Similarly, nobody (well almost nobody) would deny the importance for all of us to work on climate change. In our heads, we all agree it is the most important survival issue of our time. But, like leadership development, it is not front and centre as an issue of the heart. The down side of not fixing the climate problem, or the leadership problem is that neither scare us enough.
Climate change and leader development are both over there. They are not here, now. And there is so much here, in the form of fires that have to be put out that managers have great difficulty putting time and energy on the over there.
Like the “climate” story, the “leadership” story often fails to convert us or even interest us after a while.
The ambitions for both the climate movement and the leadership movement are to captivate and transform. We are not writing a good story for either of these movements.

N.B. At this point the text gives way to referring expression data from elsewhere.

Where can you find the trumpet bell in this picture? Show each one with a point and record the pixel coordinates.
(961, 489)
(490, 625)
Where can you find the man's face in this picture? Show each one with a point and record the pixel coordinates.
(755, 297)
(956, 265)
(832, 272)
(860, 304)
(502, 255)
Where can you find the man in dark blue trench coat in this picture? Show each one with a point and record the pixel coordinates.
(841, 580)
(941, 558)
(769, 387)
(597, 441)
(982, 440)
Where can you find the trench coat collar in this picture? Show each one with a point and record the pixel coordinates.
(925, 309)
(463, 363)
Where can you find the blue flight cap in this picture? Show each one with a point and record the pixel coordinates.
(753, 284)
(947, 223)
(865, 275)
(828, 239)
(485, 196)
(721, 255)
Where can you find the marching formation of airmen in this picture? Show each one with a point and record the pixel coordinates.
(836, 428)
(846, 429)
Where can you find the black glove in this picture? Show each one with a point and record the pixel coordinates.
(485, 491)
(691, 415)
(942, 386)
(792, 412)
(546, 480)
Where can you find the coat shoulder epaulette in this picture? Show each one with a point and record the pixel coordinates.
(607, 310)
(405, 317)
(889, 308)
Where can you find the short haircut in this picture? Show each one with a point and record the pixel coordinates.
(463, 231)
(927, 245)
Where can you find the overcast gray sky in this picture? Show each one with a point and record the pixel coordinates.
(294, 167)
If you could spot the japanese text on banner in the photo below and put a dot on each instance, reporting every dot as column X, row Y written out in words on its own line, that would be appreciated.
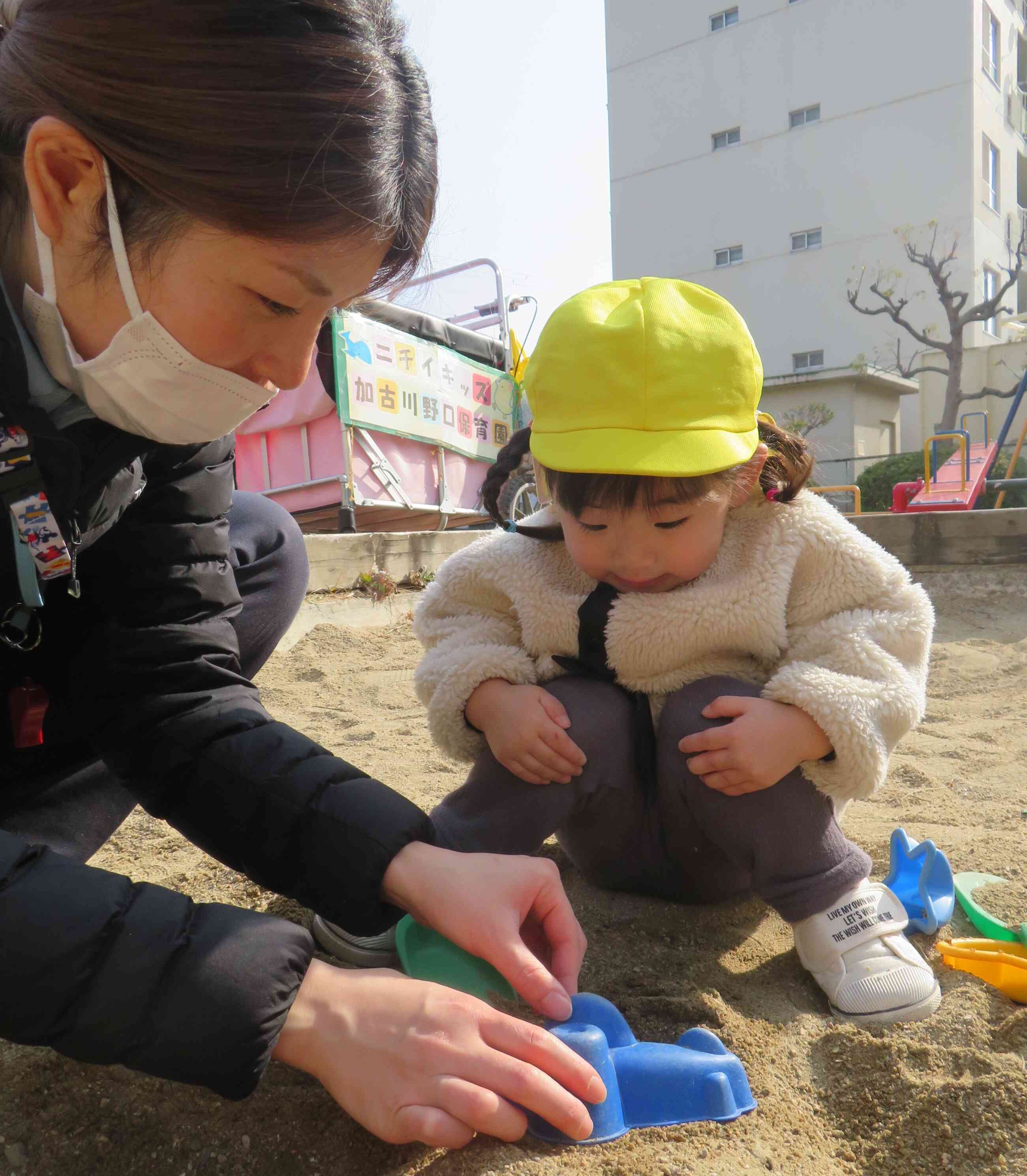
column 398, row 384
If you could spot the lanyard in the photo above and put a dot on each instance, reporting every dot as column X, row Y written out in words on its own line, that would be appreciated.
column 40, row 552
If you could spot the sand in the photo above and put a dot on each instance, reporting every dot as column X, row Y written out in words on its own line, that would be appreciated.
column 946, row 1095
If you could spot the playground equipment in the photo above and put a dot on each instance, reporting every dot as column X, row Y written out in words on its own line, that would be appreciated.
column 961, row 480
column 396, row 424
column 920, row 878
column 648, row 1084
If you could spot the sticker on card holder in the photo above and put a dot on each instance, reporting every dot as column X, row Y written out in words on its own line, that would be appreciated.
column 39, row 531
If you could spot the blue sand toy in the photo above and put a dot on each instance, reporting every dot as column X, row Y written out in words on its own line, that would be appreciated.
column 648, row 1084
column 920, row 878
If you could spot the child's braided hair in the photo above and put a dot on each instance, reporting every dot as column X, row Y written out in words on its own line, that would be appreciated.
column 787, row 471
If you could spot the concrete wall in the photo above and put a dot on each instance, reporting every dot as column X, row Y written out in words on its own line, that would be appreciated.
column 897, row 145
column 864, row 407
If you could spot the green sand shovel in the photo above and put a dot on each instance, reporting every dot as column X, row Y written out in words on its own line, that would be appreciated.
column 988, row 925
column 427, row 955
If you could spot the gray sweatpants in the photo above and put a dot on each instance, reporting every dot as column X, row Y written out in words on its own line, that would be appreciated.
column 691, row 845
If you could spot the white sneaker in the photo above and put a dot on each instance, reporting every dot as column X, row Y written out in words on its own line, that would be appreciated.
column 360, row 950
column 860, row 958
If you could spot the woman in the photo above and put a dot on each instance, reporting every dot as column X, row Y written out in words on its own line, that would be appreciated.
column 186, row 191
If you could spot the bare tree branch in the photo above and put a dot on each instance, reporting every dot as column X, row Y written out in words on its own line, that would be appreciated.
column 991, row 392
column 894, row 310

For me to want to change my behaviour as a leader, I have to be captivated to begin with. I have to strongly believe that my current behaviour will lead to an erosion of my happiness and success. And soon. For many managers to work on their leadership they have to be scared that if they don’t they will fail as both professionals and people. That is the first hurdle for which there often isn’t a good enough scary story told. We need a couple of good ghost stories for both the problem of leadership and the problem of the climate.
I was just informed that a new coaching client of mine had been fired, just a few weeks into the contract. Neither one of us had been clearly “told the story” that this might happen if he didn’t shape up. In retrospect we were both too casual in our work together. I never asked her the question, “what might happen to you, if you aren’t able to change these behaviours?” Neither of us were captivated by a clear story.
Secondly, once captivated, the ambition is to transform some old beliefs and habits into new ones. What is usually neglected in the process of personal transformation is telling a good story about the bad personal habits and beliefs that have us “habituated” into dysfunctional behaviour. Too embarrassing to publically acknowledge these. The transformation story focuses too much on developing new skills, rather than digging deeper into the reasons for why, even if we learned new skills we wouldn’t be able to exercise them because we were still locked into the old habits and beliefs.
I also think the climate story needs to focus on what is behind our lack of urgency to take personal responsibility for the climate disaster, and how do we should deal with those bad habits, poor assumptions, dysfunctional beliefs that prevent us from acting. We know what we have to do….we just aren’t motivated to do it.
We are guilty of the same thing with leadership development. Both ambitions are over there and not here. Both ambitions don’t scare us enough into putting our will and skill into solving the problem. Both ambitions focus too much on skillsets and not enough on mindsets.